A Comissão Parlamentar Mista de Inquérito (CPMI) que apura irregularidades em descontos indevidos em aposentadorias e pensões aprovou, nesta segunda-feira (1º), um pedido para que o Supremo Tribunal Federal (STF) autorize a prisão preventiva de 21 investigados.

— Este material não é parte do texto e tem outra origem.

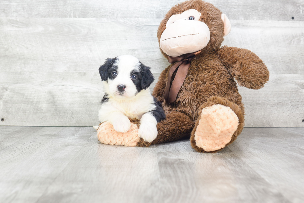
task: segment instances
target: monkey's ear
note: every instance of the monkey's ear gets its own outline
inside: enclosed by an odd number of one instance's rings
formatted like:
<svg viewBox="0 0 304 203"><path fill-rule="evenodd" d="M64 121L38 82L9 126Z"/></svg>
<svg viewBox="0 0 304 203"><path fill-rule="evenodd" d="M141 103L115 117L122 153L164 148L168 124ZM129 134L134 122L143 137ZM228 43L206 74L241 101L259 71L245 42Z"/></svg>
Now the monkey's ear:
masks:
<svg viewBox="0 0 304 203"><path fill-rule="evenodd" d="M101 78L102 81L108 80L108 70L114 63L115 58L107 58L105 60L105 63L99 67L98 71L100 77Z"/></svg>
<svg viewBox="0 0 304 203"><path fill-rule="evenodd" d="M224 22L224 36L226 36L231 31L231 24L226 14L222 14L221 16L221 18Z"/></svg>

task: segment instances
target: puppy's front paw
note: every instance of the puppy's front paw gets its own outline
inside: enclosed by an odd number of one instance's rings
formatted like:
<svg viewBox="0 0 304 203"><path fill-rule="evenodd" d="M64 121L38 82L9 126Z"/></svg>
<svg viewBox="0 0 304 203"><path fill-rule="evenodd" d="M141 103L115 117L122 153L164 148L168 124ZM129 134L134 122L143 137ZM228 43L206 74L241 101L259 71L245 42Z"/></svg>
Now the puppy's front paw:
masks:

O grupo é acusado de integrar um esquema que teria atingido milhões de beneficiários do Instituto Nacional do Seguro Social (INSS) em todo o país.
O requerimento foi apresentado pelo relator da comissão, deputado Alfredo Gaspar (União Brasil–AL), e aprovado por unanimidade, com 26 votos favoráveis, durante a quarta reunião da CPMI. A comissão foi instaurada em agosto, após as revelações da Operação Sem Desconto, deflagrada em abril pela Polícia Federal (PF) e pela Controladoria-Geral da União (CGU).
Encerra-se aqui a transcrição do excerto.